The study, a randomized, double-blind, placebo-controlled study including two 12-week crossover periods, is being conducted in 30 adult males (ages 18 – 45 years). Endpoints for the study include preliminary cognitive and behavioral assessments of the efficacy of BPN14770 by a variety of standard tests and determinations of the experimental drug’s safety and tolerability. The study will also gather pharmacokinetic and biomarker data on BPN14770. The study is being conducted at Rush University Medical Center, Chicago, Illinois by principal investigator Elizabeth M. Berry-Kravis, M.D., Ph.D. with financial support from the FRAXA Research Foundation. Additional information is available through clinicaltrials.gov (Identifier: NCT03569631).
“BPN14770 targets a basic biochemical change in how the connections between cells in the brain mature in patients with Fragile X Syndrome,” said Mark E. Gurney, Ph.D., Chairman and Chief Executive Officer of Tetra Discovery Partners. “We look forward to exploring the potential therapeutic benefit of BPN14770 in Fragile X patients with Dr. Berry-Kravis, a noted expert in this disorder.”
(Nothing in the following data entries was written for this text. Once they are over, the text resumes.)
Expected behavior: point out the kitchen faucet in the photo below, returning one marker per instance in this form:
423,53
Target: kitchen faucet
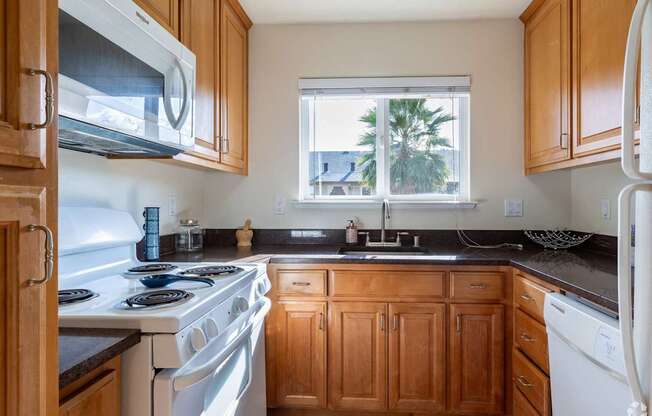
385,215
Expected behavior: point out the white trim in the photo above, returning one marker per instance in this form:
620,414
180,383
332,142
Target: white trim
375,204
“Inhibition of PDE4 has been validated as a treatment strategy by many research groups in the Fragile X field,” said Michael Tranfaglia, M.D., Medical Director and Chief Scientific Officer of the FRAXA Research Foundation. “We are very pleased to support this clinical investigation of BPN14770 in patients with Fragile X Syndrome by Dr. Berry-Kravis, whose early research was instrumental to our understanding of biochemical changes underlying the condition.”